I shook my head, laughing so hard my stomach hurt. “You two are impossible. He said maa which, if you ask me, means ‘mumma.’ So technically, I won.”
The looks on their faces were priceless.
He didn’t speak much yet but he didn’t need to. His small arms stretched up high, trembling just a little from the effort.
“Maa…”
That one word cracked me open. My chest burned as I bent down and scooped him into my arms. He clung to me immediately, burying his face in the crook of my neck, his tiny hands gripping me as though he was afraid someone might take me away.
The room went still.
Neil’s mock anger faltered first his jaw tightened, his eyes shining in a way I had never seen before. Priya’s lips parted, but no sound came. I could see tears gathering in her lashes, ready to spill.
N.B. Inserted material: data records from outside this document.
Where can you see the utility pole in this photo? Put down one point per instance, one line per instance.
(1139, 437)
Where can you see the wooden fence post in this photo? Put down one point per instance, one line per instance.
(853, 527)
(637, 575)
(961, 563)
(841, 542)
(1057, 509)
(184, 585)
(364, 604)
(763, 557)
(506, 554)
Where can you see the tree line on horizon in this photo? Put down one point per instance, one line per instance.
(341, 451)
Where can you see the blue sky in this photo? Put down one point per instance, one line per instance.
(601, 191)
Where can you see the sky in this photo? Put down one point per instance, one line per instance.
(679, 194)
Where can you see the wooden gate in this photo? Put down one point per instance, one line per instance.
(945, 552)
Yuvaan sighed, a soft, content sound, and nestled closer into me. That simple gesture the blind trust of a child who had once been abandoned but now found his world in my arms left no space for arguments.
In that moment, both my brother and sister looked at me not as the reckless younger sibling they had been trying to protect, but as a mother. Their little sister… and his only mother.
Neil whispered hoarsely, “We’ll protect him too, Anaya. Both of you.”
Priya finally broke, stepping forward and gently stroking Yuvaan’s back as tears slipped down her cheeks. “You’re not alone in this… never.”
And just like that, the fight dissolved into something far greater our family growing around the tiny heartbeat resting against mine.
“ He didn't ask for toys and sweets — just lifted his hand and called me maa…he choose me”
Nanhe haath uthe meri or,
Uska ek shabad ne kardiya Mera saara dhyaan uske or.
Na khilaune, na khel, na aur koi baat,
Bas 'Maa'... aur duniya ho gayi mere saath.
Teri har hansi, har rona, har pukaar,
Maa banne ka tohfa hai sabse khaas uphaar.